A unified look at the use of successive differentiation and integration in MOSFET model parameter extraction

•Unified view of successive differential and integral operator use in MOSFET model parameter extraction.•Comparative assessment of representative extraction procedures.•A new minimalist MOSFET transfer characteristics model is used for comparison.•The abridged model is based on a single polylogarithm function of gate voltage.•Comparative examples of parameter extraction from measured current of real nanometric MOSFETs.

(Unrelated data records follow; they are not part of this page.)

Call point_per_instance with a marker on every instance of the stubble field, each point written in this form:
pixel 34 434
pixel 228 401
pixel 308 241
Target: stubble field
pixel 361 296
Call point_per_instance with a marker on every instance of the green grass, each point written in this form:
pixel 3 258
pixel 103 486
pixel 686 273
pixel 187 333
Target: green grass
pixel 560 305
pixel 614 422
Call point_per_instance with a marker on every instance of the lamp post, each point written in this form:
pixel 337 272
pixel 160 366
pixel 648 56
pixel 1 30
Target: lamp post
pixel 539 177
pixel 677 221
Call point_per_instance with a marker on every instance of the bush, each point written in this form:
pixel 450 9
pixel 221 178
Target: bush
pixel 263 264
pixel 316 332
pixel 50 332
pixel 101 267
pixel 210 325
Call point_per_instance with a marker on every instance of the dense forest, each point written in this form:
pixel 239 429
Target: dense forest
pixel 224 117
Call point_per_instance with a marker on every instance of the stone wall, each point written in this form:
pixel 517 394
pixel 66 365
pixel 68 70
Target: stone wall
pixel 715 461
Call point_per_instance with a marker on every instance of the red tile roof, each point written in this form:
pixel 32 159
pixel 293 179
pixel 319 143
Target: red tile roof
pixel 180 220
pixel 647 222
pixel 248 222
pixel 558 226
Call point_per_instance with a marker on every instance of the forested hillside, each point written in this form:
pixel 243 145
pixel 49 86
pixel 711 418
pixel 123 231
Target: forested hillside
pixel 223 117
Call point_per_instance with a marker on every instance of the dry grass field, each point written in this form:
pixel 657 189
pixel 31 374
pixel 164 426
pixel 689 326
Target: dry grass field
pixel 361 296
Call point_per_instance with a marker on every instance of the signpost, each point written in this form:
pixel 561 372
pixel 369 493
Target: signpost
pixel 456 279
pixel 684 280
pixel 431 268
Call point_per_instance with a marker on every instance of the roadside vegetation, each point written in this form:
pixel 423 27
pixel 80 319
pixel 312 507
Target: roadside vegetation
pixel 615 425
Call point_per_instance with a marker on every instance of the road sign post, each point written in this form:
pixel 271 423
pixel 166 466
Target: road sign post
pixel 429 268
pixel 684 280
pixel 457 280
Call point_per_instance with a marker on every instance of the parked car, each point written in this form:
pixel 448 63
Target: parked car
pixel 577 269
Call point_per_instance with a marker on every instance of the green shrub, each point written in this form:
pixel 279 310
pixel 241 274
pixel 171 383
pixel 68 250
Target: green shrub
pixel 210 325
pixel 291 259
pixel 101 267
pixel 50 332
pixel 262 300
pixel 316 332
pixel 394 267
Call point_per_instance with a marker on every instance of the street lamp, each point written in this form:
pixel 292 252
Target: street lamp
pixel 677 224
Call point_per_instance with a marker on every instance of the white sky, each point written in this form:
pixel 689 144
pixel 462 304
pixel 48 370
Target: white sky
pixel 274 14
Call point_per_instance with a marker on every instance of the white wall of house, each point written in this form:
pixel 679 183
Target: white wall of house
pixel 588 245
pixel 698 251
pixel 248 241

This article provides a unified look at MOSFET model parameter extraction methods that rely on the application of successive differential and integral operators, their ratios, and various other combinations thereof. Some of the most representative extraction procedures are assessed by comparatively examining their ability to extract basic model parameters from synthetic MOSFET transfer characteristics, generated by an ad hoc minimalist four-parameter model. The model used, comprised of a single polylogarithm function of gate voltage, approximately describes in a very concise manner the essential features of MOSFET drain current continuously from depletion to strong inversion. The exponential-like low voltage and monomial-like high voltage asymptotes of this simple model are conveniently used to analyze and compare the different extraction schemes that are founded on successive differentiation or integration. In addition to providing a combined view useful for comparative methodological appraisal, the present unified analysis facilitates visualizing and exploring other potentially promising extraction strategies beyond the straightforward use of successive differential and integral operators and their ratios. We include examples of parameter extraction from measured transfer characteristics of real experimental MOSFETs to comparatively illustrate the actual numerical implementation of typical successive differential and integral operator-based procedures.